I mentioned that an Amnesty official visited the Tamimi family and reported, without a shred of verification, that the family's "curtains [are] burned from tear gas shot by the Israeli army into the house."
I emailed the IDF, asking if IDF allows firing tear gas into houses. The answer I received was "IDF regulations do not allow for the firing of tear gas into a house. Tear gas is used only for riot dispersal."
A reader sent my blog comments to both the EU and Amnesty's office in Amsterdam.
Amnesty's reply is priceless, as it defends itself without any evidence besides its own sterling record:
Dear Mr. XXXX.Twelve paragraphs of "proof by assertion." The vignette on the Amnesty site proves every one of these assertions wrong, as Amnesty did not follow up about the "tear gas" claim and reports it as fact.
Amnesty International regards mister Bassam Tamimi as a prisoner of conscience, who is imprisoned solely because of his role in organizing peaceful protests against the encroachement on Palestinian lands by Israeli colonists.
Therefore, in our view, he should be released immediately and unconditionally.
The underpinning of our work is solid and reliable information.
We attach much value to the checking and double-checking of all information we receive.
Hence, Amnesty reaches the above conclusions after extensive investigation of this case.
Amnesty’s strenghth is reliability.
Amnesty only acts after very thorough investigation.
At Amnesty's headquarter in London, information on human rights abuses from around the world is collected and analyzed.
Amnesty also sends research teams to investigate the human rights situation on location. During such missions Amnesty talks to victims, lawyers, local human rights activists, the government and is present at court cases.
The research is done by a team of experts, supported by specialists in different areas like international justice, media and technology.
Only when our researchers are convinced about a case will Amnesty take action. This approach guarantees that our organisation is always capable of exposing human rights abuses without error.
Through this methodology our organisation is always capable of exposing human rights abuses in a reliable way.
With kind regards,
As far as Tamimi goes, the EU did not respond to my reader's query. But HRW has now added itself to the gang of people who claim, falsely, that the conviction of Tamimi was based on the testimony of a child:
An Israeli military court’s conviction on May 20, 2012, of a Palestinian activist, Bassem Tamimi, of leading illegal demonstrations violates his right to freedom of assembly, while its conviction of him on a second charge of urging children to throw stones on the basis of a child’s coercively-obtained statement raises serious concerns about the fairness of his trial, Human Rights Watch said today.
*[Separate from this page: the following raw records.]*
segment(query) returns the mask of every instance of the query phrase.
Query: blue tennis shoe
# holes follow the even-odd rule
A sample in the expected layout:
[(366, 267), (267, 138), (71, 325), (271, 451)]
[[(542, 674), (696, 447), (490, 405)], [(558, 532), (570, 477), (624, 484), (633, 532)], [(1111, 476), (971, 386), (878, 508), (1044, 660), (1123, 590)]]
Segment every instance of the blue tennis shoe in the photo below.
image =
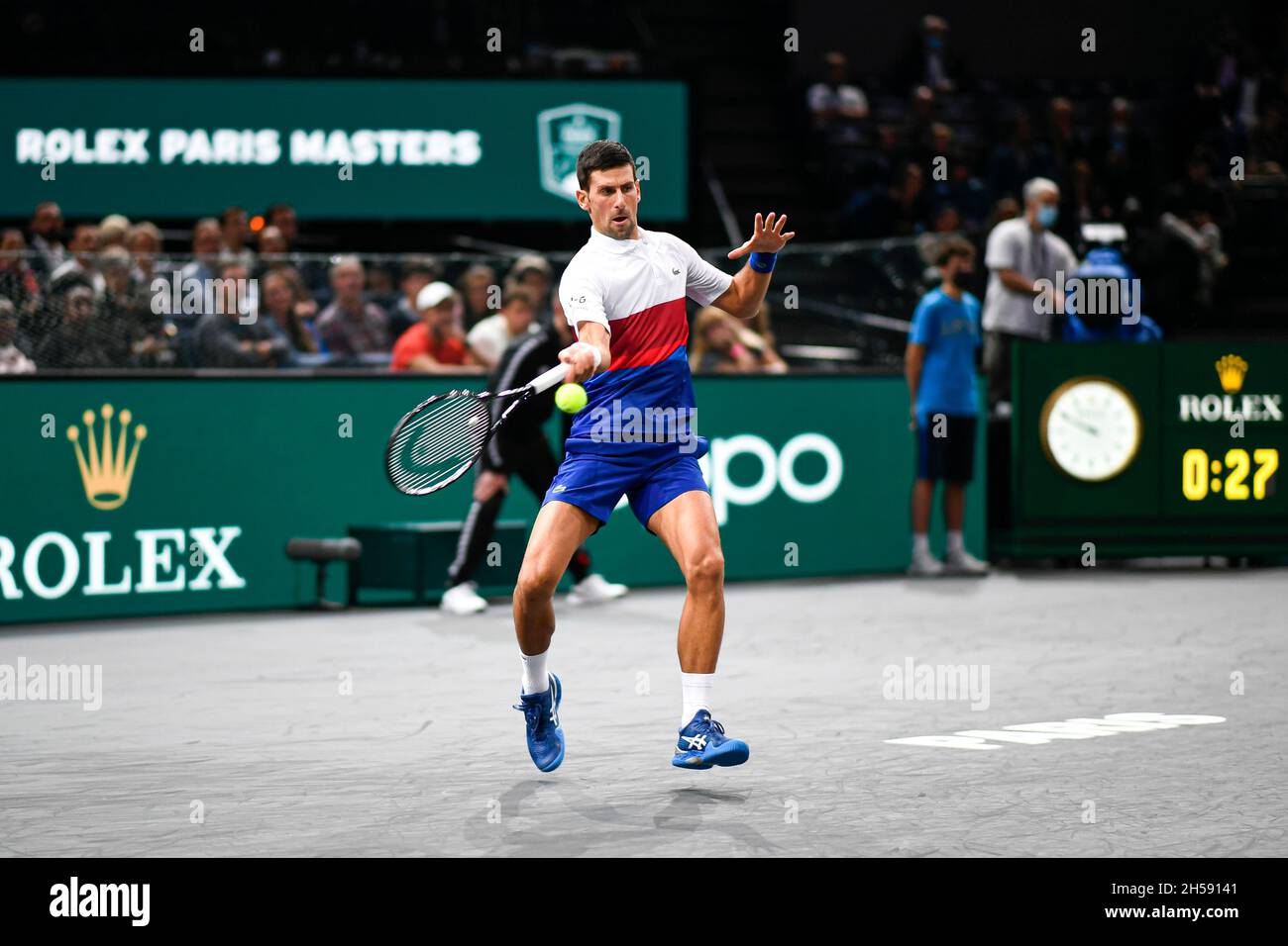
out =
[[(519, 694), (523, 718), (528, 723), (528, 754), (542, 772), (553, 772), (563, 762), (563, 730), (559, 728), (559, 700), (563, 685), (550, 674), (550, 687), (545, 692)], [(746, 747), (743, 747), (746, 749)], [(723, 763), (729, 765), (729, 763)]]
[(751, 756), (751, 749), (741, 739), (729, 739), (724, 726), (699, 709), (693, 719), (680, 730), (671, 765), (676, 768), (711, 768), (712, 766), (741, 766)]

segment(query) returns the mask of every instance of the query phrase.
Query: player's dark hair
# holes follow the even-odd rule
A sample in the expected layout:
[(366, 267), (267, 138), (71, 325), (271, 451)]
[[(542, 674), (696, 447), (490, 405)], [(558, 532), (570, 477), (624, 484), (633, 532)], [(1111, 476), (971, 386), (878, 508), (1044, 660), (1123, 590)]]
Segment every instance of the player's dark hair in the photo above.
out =
[(935, 265), (947, 266), (948, 260), (953, 256), (975, 259), (975, 247), (965, 237), (945, 237), (940, 241), (939, 250), (935, 252)]
[(577, 187), (590, 190), (590, 175), (595, 171), (608, 171), (623, 165), (631, 166), (635, 175), (635, 158), (621, 142), (591, 142), (577, 156)]

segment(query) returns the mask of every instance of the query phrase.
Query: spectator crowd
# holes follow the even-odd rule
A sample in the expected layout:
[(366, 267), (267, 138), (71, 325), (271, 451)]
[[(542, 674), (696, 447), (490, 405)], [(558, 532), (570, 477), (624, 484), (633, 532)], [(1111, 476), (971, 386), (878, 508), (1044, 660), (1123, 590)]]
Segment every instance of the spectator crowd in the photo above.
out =
[[(64, 227), (36, 207), (28, 233), (0, 237), (0, 373), (85, 368), (367, 367), (486, 373), (506, 348), (563, 318), (541, 255), (504, 269), (406, 255), (393, 264), (295, 250), (289, 205), (242, 207), (192, 227), (167, 252), (161, 230), (113, 214)], [(743, 326), (698, 314), (694, 367), (778, 372), (768, 308)], [(725, 326), (720, 332), (715, 323)], [(707, 339), (712, 341), (707, 344)], [(726, 344), (732, 339), (733, 345)]]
The court sentenced Tamimi on May 29 to 13 months in prison, which he has already served, as well as a 17-month suspended sentence.As I noted last week, the judge specifically ignored most the testimony of a minor and a young adult because she did not believe their testimony and because of inconsistencies - yet HRW is saying that the conviction was based primarily on this evidence.
“The Israeli military authorities seem to have known it would be hard to justify convicting an activist for only leading peaceful protests, so they apparently used oppressive methods to produce evidence that he also encouraged children to throw stones,” said Joe Stork, deputy Middle East director at Human Rights Watch.
[Tamimi] was further convicted of soliciting children and youths to throw stones on the basis of evidence that, the court said, rested to a decisive degree on a statement obtained by police interrogators from a 15-year-old Palestinian boy whom soldiers had arrested at gunpoint late at night. They questioned the boy for more than four hours the following morning, after he had not slept, without letting him have a parent or lawyer present. In that statement, the boy said that Tamimi had encouraged youths to throw stones, but in court the boy retracted his statement and said the police had instructed him to incriminate Tamimi.
Reading further, Amnesty admits that the judge noted that the 14-year old's testimony (of a relative of Tamimi's) was not coerced based on the fact that he was laughing during the interrogation and that police asked him if he wanted to sleep and he declined. Amnesty also admits that the judge noted there was corroborating evidence that Tamimi was directing children to throw stones, as he was gesturing from a roof towards soldiers while on a cell phone. So even though the court proceedings were completely transparent, including the videotaping of the interrogations and the reasoning behind the conviction, Amnesty and the EU are flatly stating that the judge is acting politically and not according to legal standards.
HRW also admits that there is regularly stone throwing at these weekly demonstrations. Yet Tamimi is a "peace activist."